A la veille du Sommet des dirigeants sur le climat organisé jeudi 22 avril par les Etats-Unis à l’occasion de la Journée de la Terre nourricière, le Secrétaire général de l’ONU, António Guterres, a demandé à toutes les nations et à tous les peuples de se montrer à la hauteur de ce moment.

 

Le Sommet virtuel des dirigeants sur le climat, organisé par le Président américain Joe Biden, a pour objectif de donner un nouvel élan aux efforts déployés par les principales économies du monde pour réduire les émissions de gaz à effet de serre et atteindre les objectifs de l’Accord de Paris sur le climat.

 

Dans un rapport publié lundi 19 avril 2021, l’Organisation météorologique mondiale (OMM) note que le ralentissement économique lié à la pandémie n’a pas réussi à freiner l’intensification des effets du changement climatique.
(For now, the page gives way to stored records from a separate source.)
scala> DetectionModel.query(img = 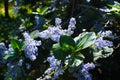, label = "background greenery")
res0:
[0,0,120,80]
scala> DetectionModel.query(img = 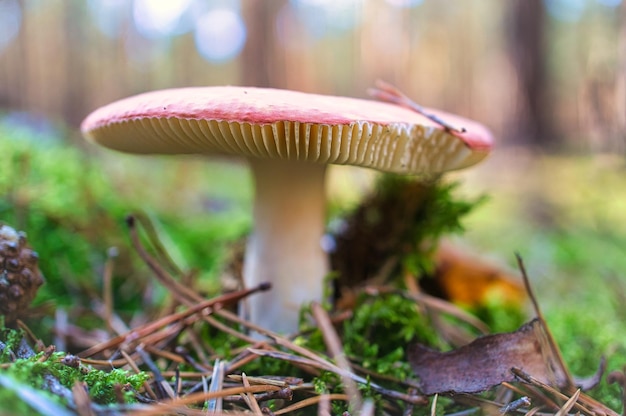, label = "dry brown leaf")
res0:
[408,319,565,395]
[434,241,528,306]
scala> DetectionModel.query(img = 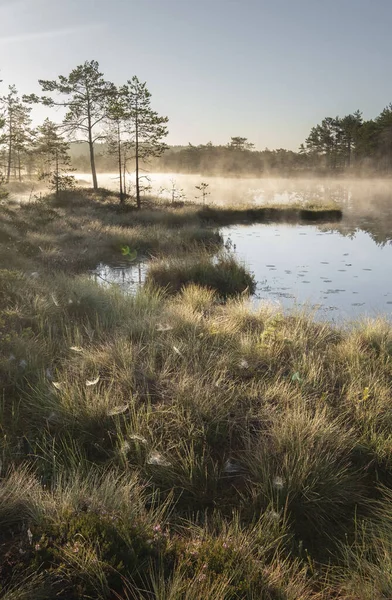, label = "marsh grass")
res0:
[0,192,392,600]
[0,189,341,272]
[146,253,256,299]
[0,270,392,600]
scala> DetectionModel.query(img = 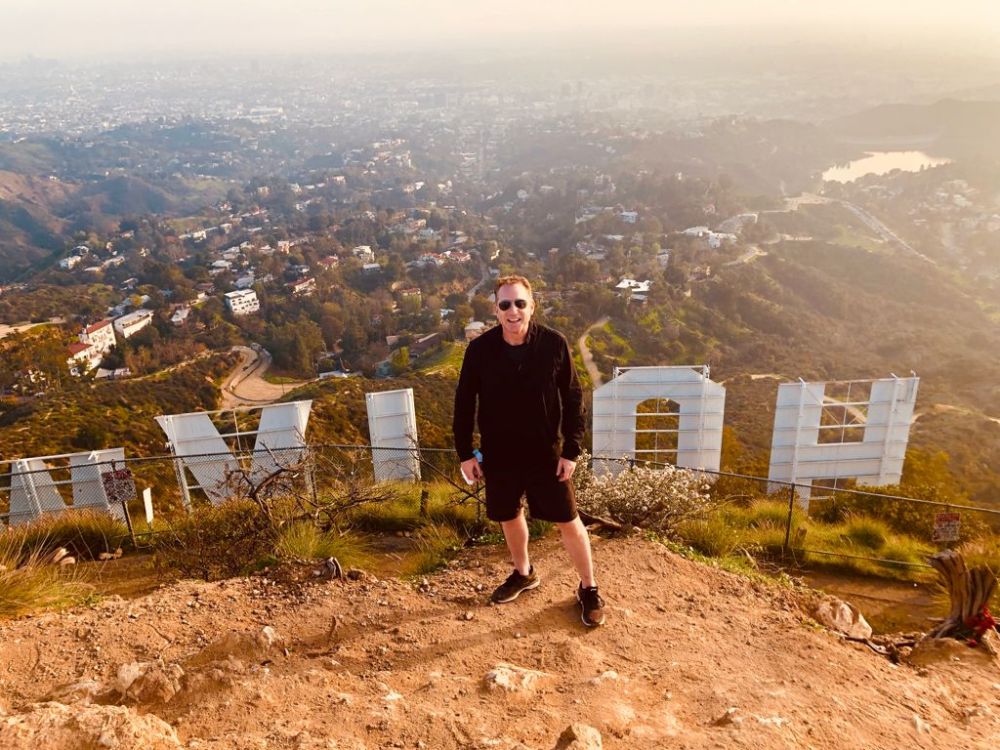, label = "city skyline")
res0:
[0,0,1000,62]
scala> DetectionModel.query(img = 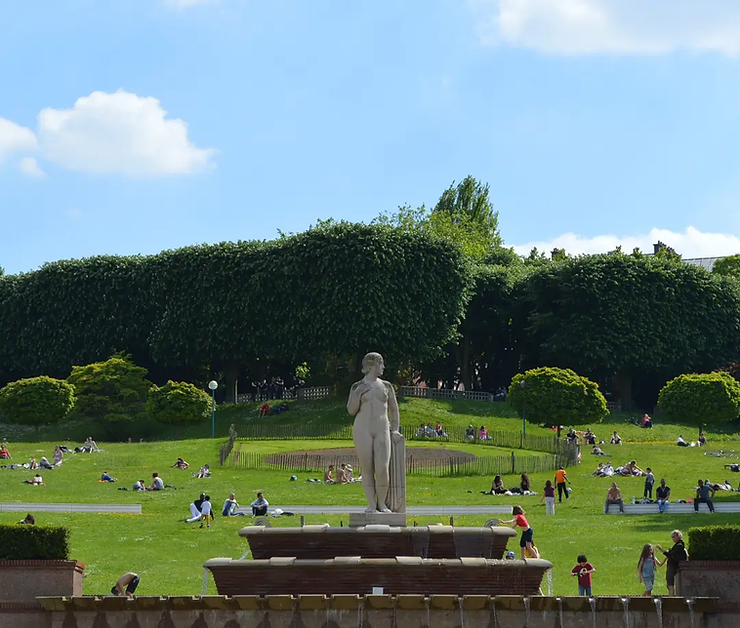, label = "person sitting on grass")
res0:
[604,482,624,515]
[23,473,46,486]
[146,473,164,491]
[324,464,334,484]
[221,493,245,517]
[250,493,270,517]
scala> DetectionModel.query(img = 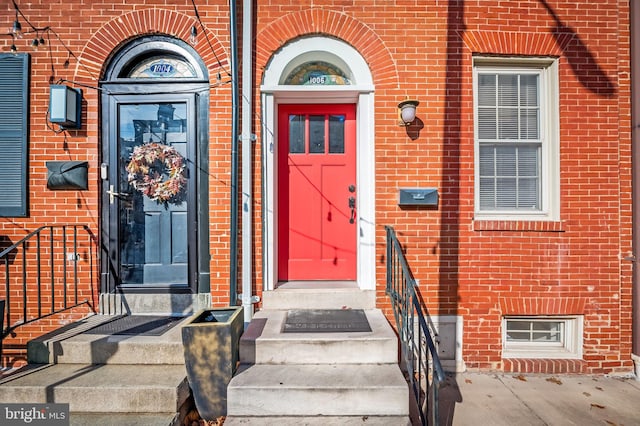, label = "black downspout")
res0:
[229,0,238,306]
[629,1,640,370]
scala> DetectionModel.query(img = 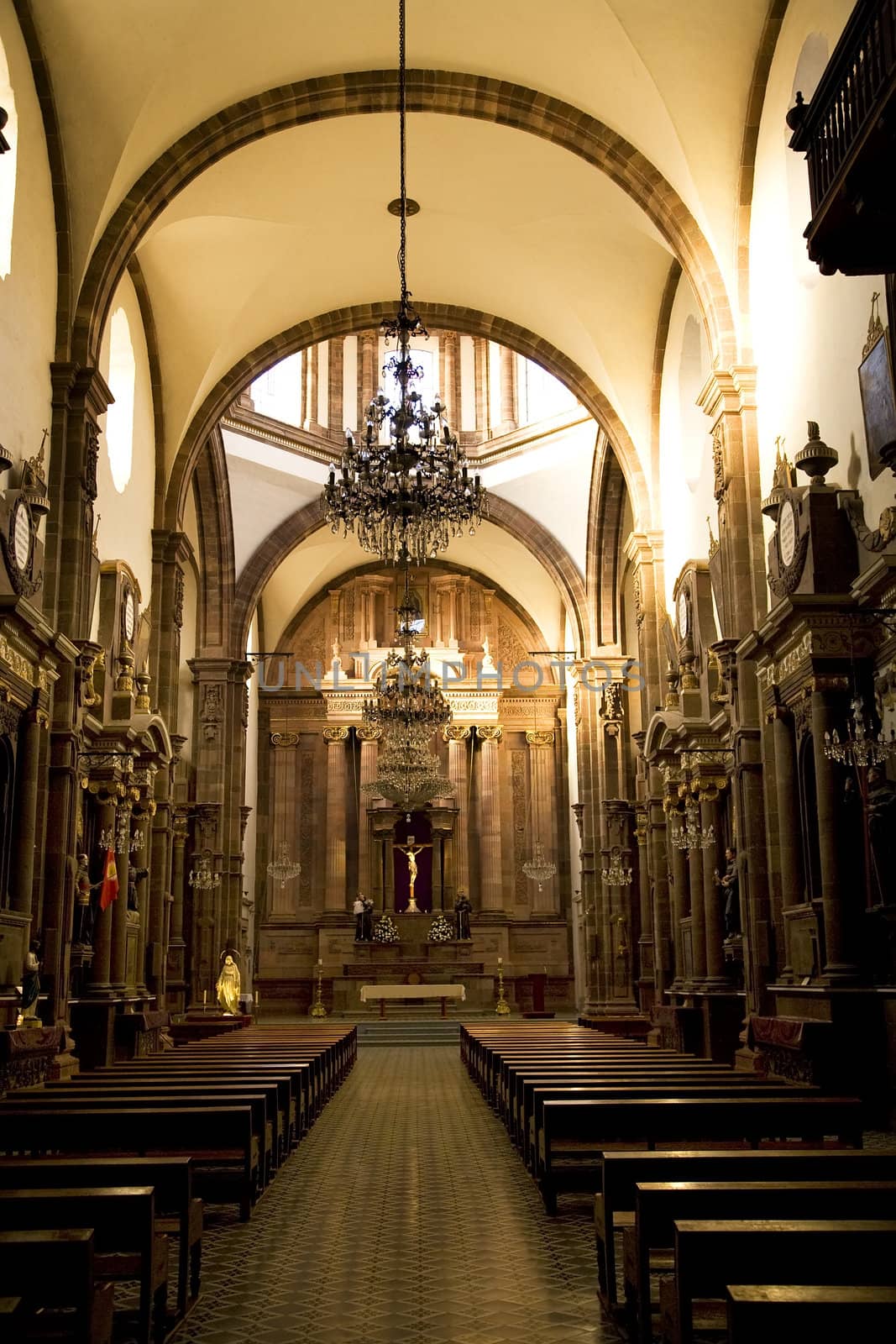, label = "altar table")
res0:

Ce rapport confirme les conclusions de décembre dernier indiquant que 2020 a été l’une des trois années les plus chaudes jamais observées, malgré le refroidissement dû à La Niña.

 

« En cette année charnière pour l’humanité, l’heure est venue de prendre des mesures courageuses en faveur du climat », écrit le Secrétaire général de l’ONU dans une tribune publiée dans le quotidien belge Le Soir et le quotidien français Le Monde et intitulée « Action climatique pour les femmes, les hommes et pour la planète : il faut agir aujourd’hui ».

 

António Guterres rappelle que les faits, sur le plan scientifique, sont sans appel et font l’objet d’un consensus à l’échelle mondiale : pour que la crise climatique ne se transforme pas en catastrophe permanente, il faut limiter le réchauffement de la planète à 1,5 degré Celsius.

 

Des plans concrets sont nécessaires pour arriver à zéro émission nette

 

Pour ce faire, il faut, d’ici le milieu du siècle, ramener à zéro les émissions nettes de gaz à effet de serre. Un grand nombre de pays, correspondant aux deux tiers environ de l’économie mondiale, se sont déjà engagés à le faire. « C’est encourageant, mais il est urgent que chaque pays, chaque ville, chaque entreprise et chaque institution financière rejoigne cette coalition et adopte des plans concrets pour arriver à zéro émission nette », estime le chef de l’ONU.

 

« Il est encore plus urgent que les gouvernements assortissent cette ambition à long terme d’actions concrètes dès maintenant, alors que des billions de dollars sont mobilisés pour vaincre la pandémie de Covid-19. La relance de l’économie est l’occasion ou jamais de repenser notre avenir », ajoute-t-il.

 

Dans la perspective du Sommet de jeudi et de la Conférence des Nations Unies sur le climat (COP26) à Glasgow en novembre, le Secrétaire général appelle les gouvernements à revoir leurs ambitions « très nettement à la hausse, en particulier les pays les plus émetteurs qui sont à l’origine d’une grande partie de cette crise ».

 

Selon lui, éliminer progressivement le charbon, dans la production d’électricité, est la mesure la plus importante à prendre pour atteindre l’objectif de 1,5 degré. Prendre immédiatement des mesures en vue de bannir le combustible fossile le plus sale et le plus polluant des secteurs de la production d’énergie donnera au monde une chance réelle de relever le défi, estime-t-il.

 

Il invite également les pays développés à tenir les engagements qu’ils ont pris de verser et de mobiliser 100 milliards de dollars par an pour aider les pays en développement à affronter la crise climatique.

 

« Le temps presse et la tâche qui nous attend est très importante, mais ce n’est pas le moment de hisser le drapeau blanc. À l’ONU, le drapeau bleu de la solidarité et de l’espoir continuera de flotter. En cette Journée de la Terre et au cours des mois déterminants qui suivront, je demande instamment à toutes les nations et à tous les peuples de se montrer à la hauteur de ce moment », conclut-il.